Conhecer histórias e saberes guardados por quem viu os bairros do Rio de Janeiro nascerem, crescerem e se transformarem, é uma caminhada que pode ser feita, a partir desta sexta-feira (17), tendo como ponto de partida o projeto Avós da Comunidade, uma série audiovisual idealizada por Dandara Barbosa, que celebra a sabedoria ancestral e a oralidade dos griôs, aqueles que são os mais velhos das comunidades cariocas.
A ideia nasceu de um incômodo. “Vendo uma internet cada vez mais jovem, comecei a me perguntar: cadê os nossos griôs? Falamos tanto de ancestralidade, mas quase não ouvimos as vozes dos mais velhos”, conta Dandara.
“Criei o Avós da Comunidade para valorizar e deixar registrado aqueles que serão nossos futuros ancestrais.”
O projeto percorre diferentes regiões da cidade:  Morro da Providência, Serrinha e Inhoaíba —, revelando personagens que são verdadeiros guardiões da memória de seus territórios.
A cada episódio, o espectador é convidado a sentar-se à mesa com essas figuras inspiradoras. São avós, pais, fundadores de bairros, mestres do Jongo ou contadores de ‘’causos ‘’sobrenaturais.
“Os griôs são guardiões da história. São pessoas que viram tudo acontecer, que construíram o que hoje a gente chama de comunidade”, explica Dandara.
Ela lembra que o primeiro impulso para o projeto veio em 2023, quando participou de um edital chamado Cultura nas Redes. “O nome me provocou: o que eu quero colocar na internet? Então pensei: vamos ouvir essa sabedoria griô, vamos registrar esses que um dia serão nossos ancestrais”, diz.
As primeiras gravações ocorreram na própria casa de Dandara, na Urucânia, na zona oeste do Rio, com os fundadores do bairro.
“Foi tudo pequeno, mas com muito afeto. Percebi que cada fala era uma aula, uma risada, uma lembrança que não podia se perder.”
Entre as histórias mais marcantes está a de Dona Jura, personagem do Morro da Providência, que transformou o amor pela cozinha em sustento e referência cultural. “Ela é uma mulher muito forte, nordestina, que veio para o Rio construir a vida. A comida virou ponto de encontro, de afeto e de sobrevivência”, conta Dandara.

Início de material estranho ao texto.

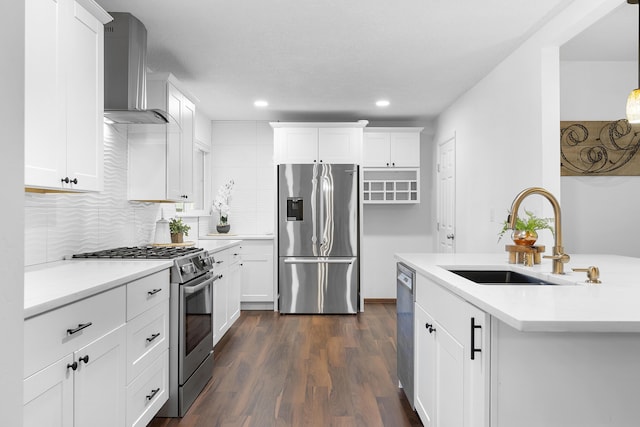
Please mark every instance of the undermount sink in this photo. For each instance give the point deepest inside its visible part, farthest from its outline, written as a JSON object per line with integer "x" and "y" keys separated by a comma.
{"x": 499, "y": 277}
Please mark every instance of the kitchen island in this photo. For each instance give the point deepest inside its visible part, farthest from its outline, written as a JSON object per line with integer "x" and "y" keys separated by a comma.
{"x": 526, "y": 355}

“Todo mundo tem uma memória afetiva com comida e com as avós. Dona Jura traz isso com uma força enorme. Ela mostra que, mesmo enfrentando dificuldades, é possível sonhar e seguir em frente.”

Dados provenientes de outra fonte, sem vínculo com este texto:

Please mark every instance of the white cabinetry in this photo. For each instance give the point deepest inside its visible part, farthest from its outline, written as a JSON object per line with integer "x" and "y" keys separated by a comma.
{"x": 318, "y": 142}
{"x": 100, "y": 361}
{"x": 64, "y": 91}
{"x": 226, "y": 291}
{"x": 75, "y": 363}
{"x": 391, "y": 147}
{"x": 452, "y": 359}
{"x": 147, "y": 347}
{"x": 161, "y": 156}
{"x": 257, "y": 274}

No Morro da Serrinha, berço do jongo e da tradição afro-brasileira, o projeto encontra Sanã, Raimunda e Eliana, personagens que mantêm viva a herança dos batuques e das histórias passadas de geração em geração.
Já em Inhoaíba, na zona oeste, o grupo Fruta do Pé revela a força da família, da disciplina e do reencontro entre gerações. “Fomos recebidos pelos griôs Eloy, Paulo e Marly. Cada um com uma trajetória que mistura resistência e ternura”, diz Dandara.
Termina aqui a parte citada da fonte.